Wrongful conviction is much more common than most people realize. These cases include both instances when the convicted person suffered rights violations during the trial and cases when the court finds an innocent person guilty. One estimate from researchers at the University of Pennsylvania approximates wrongful convictions at 6% of the current prison population.
Review the statistics about wrongful convictions and steps to take if this issue affects you or a family member.
Understanding the numbers
According to the National Register of Exonerations, 143 people received exonerations in the U.S. in 2019 after collectively losing more than 1,900 of their lives to prison.

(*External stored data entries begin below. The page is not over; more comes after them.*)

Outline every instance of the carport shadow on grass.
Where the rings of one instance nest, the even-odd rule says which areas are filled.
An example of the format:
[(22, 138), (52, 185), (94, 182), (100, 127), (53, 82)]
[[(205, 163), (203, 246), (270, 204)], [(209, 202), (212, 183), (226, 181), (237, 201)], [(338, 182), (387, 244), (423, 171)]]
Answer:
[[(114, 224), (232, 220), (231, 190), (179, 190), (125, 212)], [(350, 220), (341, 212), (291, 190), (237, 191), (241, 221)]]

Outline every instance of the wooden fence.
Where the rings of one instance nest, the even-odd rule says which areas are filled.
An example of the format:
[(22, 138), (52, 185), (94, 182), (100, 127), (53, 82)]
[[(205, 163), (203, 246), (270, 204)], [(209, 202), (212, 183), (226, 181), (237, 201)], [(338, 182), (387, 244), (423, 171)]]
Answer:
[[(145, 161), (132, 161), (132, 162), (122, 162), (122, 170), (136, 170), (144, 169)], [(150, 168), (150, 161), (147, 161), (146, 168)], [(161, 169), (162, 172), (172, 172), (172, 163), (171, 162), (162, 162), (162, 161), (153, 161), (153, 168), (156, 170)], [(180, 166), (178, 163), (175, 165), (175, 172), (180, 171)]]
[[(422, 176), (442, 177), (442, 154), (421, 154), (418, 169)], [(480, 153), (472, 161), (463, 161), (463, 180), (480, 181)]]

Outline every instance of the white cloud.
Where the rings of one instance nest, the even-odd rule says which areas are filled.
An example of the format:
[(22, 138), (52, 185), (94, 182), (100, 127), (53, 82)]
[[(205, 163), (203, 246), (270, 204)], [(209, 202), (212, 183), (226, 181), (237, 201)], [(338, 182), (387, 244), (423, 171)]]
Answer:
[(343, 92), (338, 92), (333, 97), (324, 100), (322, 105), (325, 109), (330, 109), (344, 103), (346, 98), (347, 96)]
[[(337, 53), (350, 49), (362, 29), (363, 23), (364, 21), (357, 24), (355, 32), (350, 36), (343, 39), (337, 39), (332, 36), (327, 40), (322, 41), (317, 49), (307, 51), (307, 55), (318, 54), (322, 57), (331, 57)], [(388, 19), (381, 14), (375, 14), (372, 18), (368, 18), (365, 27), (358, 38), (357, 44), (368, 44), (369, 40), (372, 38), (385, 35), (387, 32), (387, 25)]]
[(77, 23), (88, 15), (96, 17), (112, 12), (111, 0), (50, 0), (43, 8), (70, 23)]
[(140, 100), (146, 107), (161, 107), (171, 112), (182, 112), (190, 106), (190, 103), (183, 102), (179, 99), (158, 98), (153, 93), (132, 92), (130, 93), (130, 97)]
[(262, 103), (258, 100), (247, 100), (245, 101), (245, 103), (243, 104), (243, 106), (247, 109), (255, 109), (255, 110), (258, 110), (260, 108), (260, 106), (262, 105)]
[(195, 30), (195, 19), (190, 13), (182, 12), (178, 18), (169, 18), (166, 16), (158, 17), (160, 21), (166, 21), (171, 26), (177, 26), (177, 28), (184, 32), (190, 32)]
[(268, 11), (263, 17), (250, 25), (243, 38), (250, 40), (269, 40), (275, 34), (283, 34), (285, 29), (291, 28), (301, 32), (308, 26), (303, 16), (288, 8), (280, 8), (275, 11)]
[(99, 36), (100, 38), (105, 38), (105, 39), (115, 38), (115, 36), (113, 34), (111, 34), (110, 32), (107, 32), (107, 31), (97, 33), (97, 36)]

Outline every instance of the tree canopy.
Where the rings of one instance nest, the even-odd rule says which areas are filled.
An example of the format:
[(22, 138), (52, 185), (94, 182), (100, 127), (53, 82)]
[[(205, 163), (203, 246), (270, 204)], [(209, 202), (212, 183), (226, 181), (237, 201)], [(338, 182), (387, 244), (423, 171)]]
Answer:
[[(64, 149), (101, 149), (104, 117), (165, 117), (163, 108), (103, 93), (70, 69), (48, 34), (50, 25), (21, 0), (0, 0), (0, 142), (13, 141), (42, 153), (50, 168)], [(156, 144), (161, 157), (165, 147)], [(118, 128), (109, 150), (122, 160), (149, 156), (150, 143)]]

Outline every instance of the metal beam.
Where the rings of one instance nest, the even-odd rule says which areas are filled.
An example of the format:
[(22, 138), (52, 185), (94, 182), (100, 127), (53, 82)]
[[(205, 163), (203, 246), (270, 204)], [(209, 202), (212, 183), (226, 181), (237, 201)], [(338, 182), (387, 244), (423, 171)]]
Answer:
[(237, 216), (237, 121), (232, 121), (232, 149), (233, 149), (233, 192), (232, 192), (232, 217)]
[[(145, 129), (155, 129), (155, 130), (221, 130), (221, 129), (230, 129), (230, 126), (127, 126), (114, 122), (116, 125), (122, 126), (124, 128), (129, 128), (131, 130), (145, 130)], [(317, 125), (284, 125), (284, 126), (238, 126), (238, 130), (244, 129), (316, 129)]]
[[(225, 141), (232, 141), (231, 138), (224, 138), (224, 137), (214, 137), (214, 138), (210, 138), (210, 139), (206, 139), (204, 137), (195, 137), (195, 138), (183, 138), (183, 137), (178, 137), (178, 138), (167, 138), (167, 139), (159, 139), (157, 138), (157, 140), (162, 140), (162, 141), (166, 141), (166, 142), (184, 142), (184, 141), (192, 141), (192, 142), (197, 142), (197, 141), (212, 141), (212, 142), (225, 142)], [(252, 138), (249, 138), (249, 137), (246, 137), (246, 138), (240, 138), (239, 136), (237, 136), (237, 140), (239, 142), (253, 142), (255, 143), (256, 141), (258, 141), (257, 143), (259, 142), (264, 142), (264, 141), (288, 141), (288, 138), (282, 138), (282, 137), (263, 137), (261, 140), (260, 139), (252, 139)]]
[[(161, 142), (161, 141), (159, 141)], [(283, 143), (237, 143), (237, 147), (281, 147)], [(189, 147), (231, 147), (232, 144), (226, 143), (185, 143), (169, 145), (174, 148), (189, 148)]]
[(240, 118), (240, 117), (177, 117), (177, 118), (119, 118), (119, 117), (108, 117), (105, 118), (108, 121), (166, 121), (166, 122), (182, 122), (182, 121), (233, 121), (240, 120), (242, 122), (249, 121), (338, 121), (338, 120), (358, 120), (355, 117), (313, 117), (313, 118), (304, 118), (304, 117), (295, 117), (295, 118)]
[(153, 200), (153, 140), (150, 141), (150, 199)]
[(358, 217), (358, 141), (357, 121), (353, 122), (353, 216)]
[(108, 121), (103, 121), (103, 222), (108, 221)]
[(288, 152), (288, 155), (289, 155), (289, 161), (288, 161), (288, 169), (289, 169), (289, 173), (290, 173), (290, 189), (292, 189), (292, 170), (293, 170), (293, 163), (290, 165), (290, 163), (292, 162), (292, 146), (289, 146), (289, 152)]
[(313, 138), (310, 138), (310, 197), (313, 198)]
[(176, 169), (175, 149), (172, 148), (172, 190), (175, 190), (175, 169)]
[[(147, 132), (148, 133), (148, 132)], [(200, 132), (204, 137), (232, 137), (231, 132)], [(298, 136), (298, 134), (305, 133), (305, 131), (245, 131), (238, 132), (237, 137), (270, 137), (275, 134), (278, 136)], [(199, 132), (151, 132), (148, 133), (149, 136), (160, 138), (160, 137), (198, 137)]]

Three individuals received exonerations here in Louisiana.
The agency also reports these reasons for exoneration, from most common to least common:
- False accusation or perjury
- Misconduct by law enforcement
- Mistaken identification by an eyewitness
- False confession
- Misleading or false forensic evidence
NRE data indicates that homicide was by far the most common type of wrongful conviction in 2019, followed by nonviolent offenses, sexual assault and other violent crimes.
Fighting back against a wrongful conviction
Although Louisiana has one of the highest incarceration rates in the U.S., it had one of the nation’s lowest exoneration rates in 2019. With the help of a civil rights attorney, you or your loved one can appeal a wrongful conviction.
After exhausting the appeals process, you may be eligible for federal or state post-conviction relief depending on the circumstances of your case. If a new law would have affected your original sentence, you can file a motion to correct an illegal sentence for a review of the original sentence.